There is much in Paul’s proposed foreign policy that will appeal to progressives. The American left typically also opposes war as anything other than a very last resort, and would favor withdrawal from Afghanistan and avoidance of a Syrian quagmire. Containment of Iran as a policy is obviously preferable to bombing it. Questioning of President Obama’s rather lawless drone strikes and an aspiration to finally end the Authorization for Use of Military Force are all to the good. Still, the grounds of Paul’s foreign policy should raise alarums. His expansive notion of “radical Islam” sweeps up many movements and countries that are not playing an adversarial role against the United States and do not need to be contained. In some ways, Paul wants to replace the neoconservatives’ war on terror with a containment of terror, yet he shares many of their mistaken premises about the world’s 1.5 billion Muslims. Sometimes his dismissiveness toward other countries, as with his reduction of Libya to 100 tribes, is almost racist.
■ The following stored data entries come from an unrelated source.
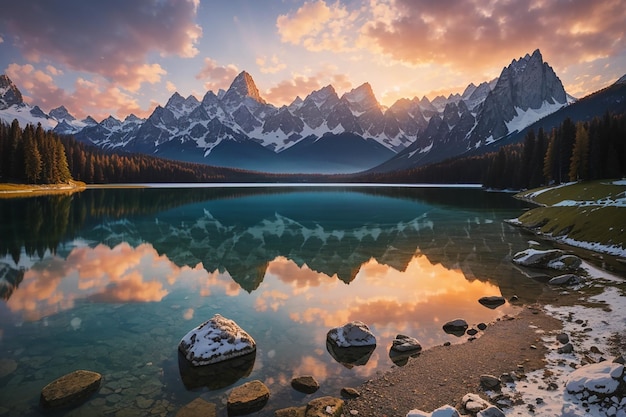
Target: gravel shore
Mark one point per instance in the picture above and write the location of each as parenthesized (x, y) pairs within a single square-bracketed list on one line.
[(444, 374)]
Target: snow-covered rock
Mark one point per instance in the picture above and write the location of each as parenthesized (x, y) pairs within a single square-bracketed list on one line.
[(217, 339), (352, 334), (597, 381), (403, 343)]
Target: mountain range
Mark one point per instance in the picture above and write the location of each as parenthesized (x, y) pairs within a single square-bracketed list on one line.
[(322, 133)]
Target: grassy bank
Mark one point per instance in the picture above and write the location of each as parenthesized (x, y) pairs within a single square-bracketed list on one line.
[(11, 190), (588, 215)]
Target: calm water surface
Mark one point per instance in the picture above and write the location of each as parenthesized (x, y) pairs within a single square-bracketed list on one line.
[(111, 280)]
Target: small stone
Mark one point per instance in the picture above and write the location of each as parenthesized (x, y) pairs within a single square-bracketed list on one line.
[(492, 301), (348, 392), (490, 382), (324, 407), (456, 327), (491, 411), (291, 412), (306, 384), (70, 389), (247, 398)]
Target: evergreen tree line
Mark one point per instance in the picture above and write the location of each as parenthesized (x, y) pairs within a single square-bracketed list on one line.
[(32, 155), (571, 152)]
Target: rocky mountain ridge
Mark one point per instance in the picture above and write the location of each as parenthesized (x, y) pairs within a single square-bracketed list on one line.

Despite his disavowal of isolationism, Paul’s policy prescriptions would often have that exact effect. Would it be better to give aid to revolutionary Egypt in hopes of thereby remaining in a position to influence Morsi’s directives, or to cut it off because the country’s electorate dared to vote for a Muslim fundamentalist? There is also a danger that Paul’s instinct to disengage without delay could have the opposite effect of the one he is seeking. He acknowledges that after getting abruptly out of Afghanistan, the U.S. might have to go back in with aerial bombardment if the Taliban regroup. Wouldn’t it be ironic if a President Rand Paul one day had to initiate drone strikes on Kandahar and Khost? Moreover, some of the grounds of his reluctance to engage with the Middle East also have a whiff of prejudice and Islamophobia.
Ultimately, Paul’s favored tool for U.S. foreign policy is trade and the promotion of corporate interests. In this regard, he is a throwback to the principle of 1950s Secretary of Defense Charles Wilson that what is good for the United States is good for General Motors and vice versa. Paul holds that “all of us are corporations.
“They’re us,” he said. “They’re the middle class.”
Paul wants deep tax cuts for corporations, and a reduction of services—including those of the State Department and American diplomacy—for the rest of us. Like most libertarians, Paul is naive about the power and abuses of corporations and uninterested in the welfare of ordinary people. The U.S. should not trade its overly muscular Middle East policy for one that seeks to allow American corporations to ride roughshod over the workers and middle class of the region.